The Israel Navy until last year had a fleet of four Dolphin-class submarines operating out of its naval base at Haifa. A fifth submarine ariived in late December last year after which it was expected to be fitted with Iraeli-built systems which took several months. It is believed it is operational now.
"Submarines bring a level of intelligence to Israel that cannot be achieved by other units," Lt.-Cmdr. Y., a past commander of the navy's submarine school, told The Jerusalem Post in 2014.
"Drones that fly in the air can be shot down," he said, "but a submarine can stay in enemy territory for weeks, and no one knows it's there. It can lurk off coastal regions without any problem at all. The level of intelligence this brings is not heard about by the public. All of our operations build on past operations."

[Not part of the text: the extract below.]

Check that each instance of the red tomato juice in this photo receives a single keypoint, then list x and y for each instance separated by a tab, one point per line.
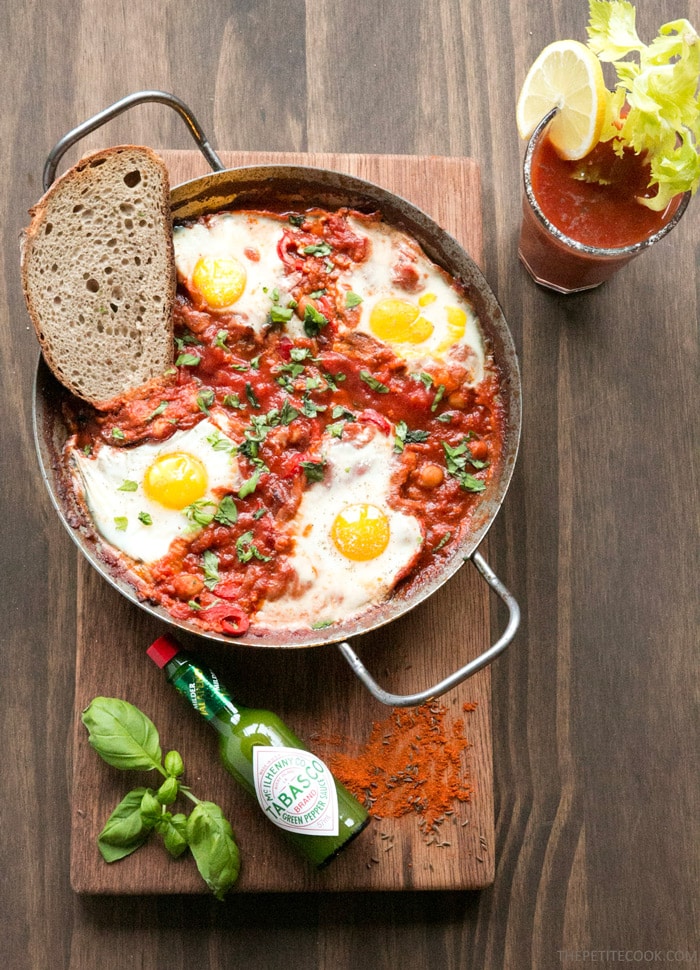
592	201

In addition to the new submarines, the Israeli Navy has been working closely with Germany to upgrade its entire combat surface naval fleet. New German-built, Israeli-equipped Sa'ar-6 corvettes will be added to the fleet over the next few years, and new radars and electronic warfare systems are being added to existing Sa'ar-5 and Sa'ar 4.5 ships. By 2024, the upgraded corvettes and missile boats will be joined by four larger Sa'ar-6 combat ships, the result of a 430 million euro deal signed between Israel and Germany last year.
"All the top-side arrangements above the water line are basically a German and Israeli design, tailored for the needs of the Israel Navy and integrated with our own radar, electronic warfare and other systems," Israel Navy Captain Ariel Shir, head of the Electronic Combat Systems Department in the service's Materiel Command said when the deal was announced last year.
"Now that the contract is signed on the Sa'ar-6 ships, we're starting to contract for the subsystems," Shir said at the time.